How to improve Myelin production
I’ve been digging into medical and scientific journals to try and find the answer.
Just like how protein is useful for building muscle, various vitamins and minerals are useful for developing Myelin. Here is a quick summary of my findings.
So far there is positive results for increasing Myelin production through Vitamin B6, fatty acids (fish oils), and staying generally active and fit. There is possible/probable positive results with Vitamin B12, Vitamin A, Vitamin E, Vitamin D (sunlight), Vitamin K, and Calcium. Collagen has also been shown to be useful in Myelin production and Vitamin C helps with collagen production. Learning new things helps Myelin production in the brain. Also, you want to avoid fried foods and a sedentary lifestyle.
Healthy Myelin production can possibly/probably help keep dementia, Alzheimer’s, and multiple sclerosis at bay as well as simply help people be more alert and engaged when older.
This is a very active area of research, so who knows what findings will come in the future. Maybe we’ll get a “learning pill” that will help boost our performance in the future. In the meantime, we simply need to stay healthy.

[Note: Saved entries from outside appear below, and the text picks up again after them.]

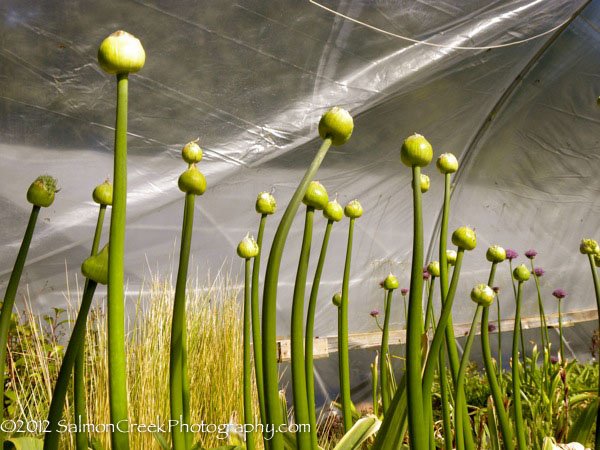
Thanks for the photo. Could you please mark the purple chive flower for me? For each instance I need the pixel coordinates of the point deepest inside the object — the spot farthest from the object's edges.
(560, 293)
(531, 253)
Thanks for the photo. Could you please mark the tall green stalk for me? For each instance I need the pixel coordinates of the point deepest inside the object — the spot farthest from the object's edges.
(308, 341)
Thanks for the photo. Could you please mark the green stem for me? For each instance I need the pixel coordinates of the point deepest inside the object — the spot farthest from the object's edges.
(81, 437)
(62, 382)
(10, 294)
(176, 373)
(344, 368)
(117, 372)
(520, 428)
(299, 395)
(383, 370)
(308, 341)
(416, 418)
(248, 355)
(460, 393)
(256, 345)
(269, 330)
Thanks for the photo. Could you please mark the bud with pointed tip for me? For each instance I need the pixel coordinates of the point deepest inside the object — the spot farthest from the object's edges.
(465, 238)
(336, 124)
(316, 196)
(41, 191)
(482, 294)
(191, 153)
(121, 53)
(95, 267)
(353, 210)
(447, 163)
(416, 151)
(495, 254)
(192, 181)
(103, 193)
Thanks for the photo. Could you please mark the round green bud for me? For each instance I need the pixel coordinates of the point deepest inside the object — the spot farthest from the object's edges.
(433, 268)
(464, 237)
(121, 53)
(41, 191)
(191, 153)
(416, 151)
(495, 254)
(336, 124)
(265, 203)
(316, 196)
(95, 267)
(482, 294)
(451, 257)
(247, 248)
(425, 183)
(589, 247)
(353, 210)
(447, 163)
(334, 211)
(103, 193)
(192, 181)
(521, 273)
(390, 283)
(337, 299)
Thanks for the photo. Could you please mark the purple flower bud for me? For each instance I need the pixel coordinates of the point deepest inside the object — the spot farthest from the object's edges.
(560, 293)
(531, 253)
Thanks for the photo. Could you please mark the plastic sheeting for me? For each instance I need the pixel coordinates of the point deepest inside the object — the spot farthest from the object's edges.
(251, 79)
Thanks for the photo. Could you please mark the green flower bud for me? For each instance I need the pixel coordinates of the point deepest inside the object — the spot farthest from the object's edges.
(353, 210)
(96, 267)
(464, 237)
(333, 211)
(425, 183)
(265, 203)
(451, 257)
(103, 193)
(390, 283)
(433, 268)
(521, 273)
(41, 191)
(191, 153)
(316, 196)
(589, 247)
(447, 163)
(495, 254)
(192, 181)
(336, 124)
(337, 299)
(247, 248)
(416, 151)
(121, 53)
(483, 295)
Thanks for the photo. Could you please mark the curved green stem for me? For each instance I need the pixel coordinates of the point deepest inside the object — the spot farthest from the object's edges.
(520, 428)
(344, 365)
(299, 395)
(416, 418)
(383, 369)
(461, 442)
(308, 341)
(256, 344)
(269, 330)
(117, 371)
(10, 294)
(176, 373)
(247, 355)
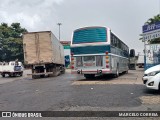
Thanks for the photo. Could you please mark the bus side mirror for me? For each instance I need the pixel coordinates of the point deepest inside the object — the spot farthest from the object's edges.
(132, 53)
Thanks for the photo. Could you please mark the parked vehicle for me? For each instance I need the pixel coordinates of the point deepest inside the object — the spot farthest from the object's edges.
(151, 77)
(140, 61)
(12, 68)
(152, 56)
(96, 51)
(44, 53)
(132, 60)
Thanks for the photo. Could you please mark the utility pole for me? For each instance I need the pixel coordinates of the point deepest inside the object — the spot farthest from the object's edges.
(59, 24)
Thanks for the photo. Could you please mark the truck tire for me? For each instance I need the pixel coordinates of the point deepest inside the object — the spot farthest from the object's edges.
(89, 76)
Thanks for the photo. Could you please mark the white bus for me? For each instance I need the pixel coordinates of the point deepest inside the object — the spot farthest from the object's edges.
(97, 50)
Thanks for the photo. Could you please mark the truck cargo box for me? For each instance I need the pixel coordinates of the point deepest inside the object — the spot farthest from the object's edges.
(42, 48)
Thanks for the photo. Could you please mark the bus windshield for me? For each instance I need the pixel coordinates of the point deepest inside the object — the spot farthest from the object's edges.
(90, 35)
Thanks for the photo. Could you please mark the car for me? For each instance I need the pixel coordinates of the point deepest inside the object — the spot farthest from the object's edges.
(151, 77)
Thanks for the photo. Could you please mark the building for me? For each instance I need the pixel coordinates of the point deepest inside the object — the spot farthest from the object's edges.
(67, 53)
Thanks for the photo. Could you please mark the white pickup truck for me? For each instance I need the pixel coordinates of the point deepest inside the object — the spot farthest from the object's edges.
(12, 68)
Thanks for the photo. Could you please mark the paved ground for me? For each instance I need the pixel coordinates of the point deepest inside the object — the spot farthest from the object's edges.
(74, 93)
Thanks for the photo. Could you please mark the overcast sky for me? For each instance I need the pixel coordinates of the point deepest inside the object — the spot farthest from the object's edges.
(124, 17)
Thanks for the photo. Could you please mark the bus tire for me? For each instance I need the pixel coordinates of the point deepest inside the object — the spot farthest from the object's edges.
(89, 76)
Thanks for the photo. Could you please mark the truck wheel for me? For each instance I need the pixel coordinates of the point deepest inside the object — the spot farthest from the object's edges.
(89, 76)
(3, 75)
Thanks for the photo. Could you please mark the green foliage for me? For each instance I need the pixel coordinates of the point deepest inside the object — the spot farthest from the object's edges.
(11, 47)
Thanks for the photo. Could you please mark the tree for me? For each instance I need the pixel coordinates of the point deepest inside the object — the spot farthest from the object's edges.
(11, 47)
(152, 21)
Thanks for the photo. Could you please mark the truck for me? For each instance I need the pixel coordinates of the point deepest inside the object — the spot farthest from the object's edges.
(11, 68)
(44, 53)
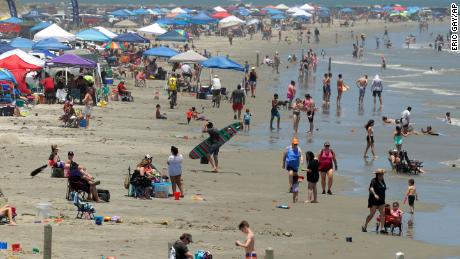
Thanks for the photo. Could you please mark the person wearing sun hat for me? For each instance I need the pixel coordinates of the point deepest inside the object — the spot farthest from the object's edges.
(376, 199)
(292, 159)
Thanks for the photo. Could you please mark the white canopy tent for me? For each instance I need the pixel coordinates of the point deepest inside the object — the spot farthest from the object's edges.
(54, 31)
(106, 32)
(230, 21)
(153, 29)
(307, 7)
(188, 57)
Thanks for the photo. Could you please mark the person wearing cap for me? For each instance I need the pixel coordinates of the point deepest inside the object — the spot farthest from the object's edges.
(214, 147)
(292, 159)
(326, 158)
(252, 80)
(180, 249)
(215, 89)
(376, 200)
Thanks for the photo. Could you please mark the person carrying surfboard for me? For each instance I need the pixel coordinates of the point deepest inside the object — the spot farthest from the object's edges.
(214, 147)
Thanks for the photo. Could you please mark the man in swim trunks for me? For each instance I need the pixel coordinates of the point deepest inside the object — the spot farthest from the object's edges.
(275, 112)
(250, 240)
(362, 84)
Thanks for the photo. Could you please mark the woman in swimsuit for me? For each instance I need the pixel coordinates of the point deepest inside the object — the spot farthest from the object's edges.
(296, 108)
(369, 138)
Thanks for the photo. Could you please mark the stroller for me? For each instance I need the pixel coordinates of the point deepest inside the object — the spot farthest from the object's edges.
(391, 221)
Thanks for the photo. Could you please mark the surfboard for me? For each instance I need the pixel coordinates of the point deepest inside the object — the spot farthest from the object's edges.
(225, 134)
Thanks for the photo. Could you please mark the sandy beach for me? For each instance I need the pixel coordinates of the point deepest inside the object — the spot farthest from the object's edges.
(249, 187)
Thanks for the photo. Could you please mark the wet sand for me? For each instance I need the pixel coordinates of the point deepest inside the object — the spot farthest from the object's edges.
(250, 185)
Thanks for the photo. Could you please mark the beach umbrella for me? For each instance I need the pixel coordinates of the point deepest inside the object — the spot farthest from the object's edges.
(113, 45)
(161, 52)
(22, 43)
(50, 44)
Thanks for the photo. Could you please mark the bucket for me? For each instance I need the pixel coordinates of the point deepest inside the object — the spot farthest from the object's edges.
(43, 211)
(177, 196)
(99, 220)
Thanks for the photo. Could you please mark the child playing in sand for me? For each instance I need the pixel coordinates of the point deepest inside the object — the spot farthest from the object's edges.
(247, 120)
(295, 188)
(250, 242)
(411, 195)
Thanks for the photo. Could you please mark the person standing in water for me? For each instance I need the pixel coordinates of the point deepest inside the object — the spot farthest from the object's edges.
(361, 83)
(377, 88)
(369, 138)
(249, 244)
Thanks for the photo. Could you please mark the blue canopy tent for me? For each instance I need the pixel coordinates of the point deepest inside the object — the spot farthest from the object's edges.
(172, 36)
(202, 18)
(221, 62)
(50, 44)
(22, 43)
(4, 47)
(161, 52)
(92, 35)
(40, 26)
(5, 75)
(131, 37)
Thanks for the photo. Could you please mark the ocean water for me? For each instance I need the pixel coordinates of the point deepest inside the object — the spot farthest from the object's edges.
(332, 3)
(408, 81)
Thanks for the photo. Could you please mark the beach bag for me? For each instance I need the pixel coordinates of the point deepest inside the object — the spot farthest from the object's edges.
(103, 195)
(201, 254)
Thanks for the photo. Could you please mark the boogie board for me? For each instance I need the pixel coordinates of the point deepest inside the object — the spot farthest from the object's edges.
(225, 134)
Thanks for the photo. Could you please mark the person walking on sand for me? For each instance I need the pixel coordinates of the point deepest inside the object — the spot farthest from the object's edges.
(249, 244)
(312, 177)
(361, 83)
(292, 159)
(369, 138)
(377, 89)
(326, 159)
(214, 147)
(376, 200)
(238, 100)
(275, 112)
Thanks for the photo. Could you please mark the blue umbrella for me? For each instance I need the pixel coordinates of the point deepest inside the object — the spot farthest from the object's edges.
(4, 47)
(6, 75)
(92, 35)
(40, 26)
(222, 63)
(21, 43)
(131, 37)
(161, 52)
(50, 44)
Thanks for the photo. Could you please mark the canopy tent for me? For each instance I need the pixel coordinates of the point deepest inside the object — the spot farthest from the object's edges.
(5, 47)
(154, 29)
(5, 75)
(72, 60)
(19, 63)
(172, 36)
(22, 43)
(13, 20)
(307, 7)
(188, 57)
(54, 31)
(40, 26)
(126, 24)
(282, 7)
(161, 52)
(50, 44)
(230, 21)
(220, 15)
(202, 18)
(92, 35)
(106, 32)
(219, 9)
(222, 63)
(131, 37)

Short answer: be active and eat healthy
Surprise surprise, right?
Disclaimer: I am not a doctor, just a guy who likes to read and learn and has been digging into scientific journals available on Google Scholar. Every item I listed had been corroborated by multiple studies. The journals I read dug into human patients, rabbits, fruit bats, and rats. Some of these studies had mixed results, or only slightly positive results, or said more study was needed. Most of them had pretty positive results though. None of these studies showed that eating these vitamins and minerals produced negative results, so worst case, you get healthier.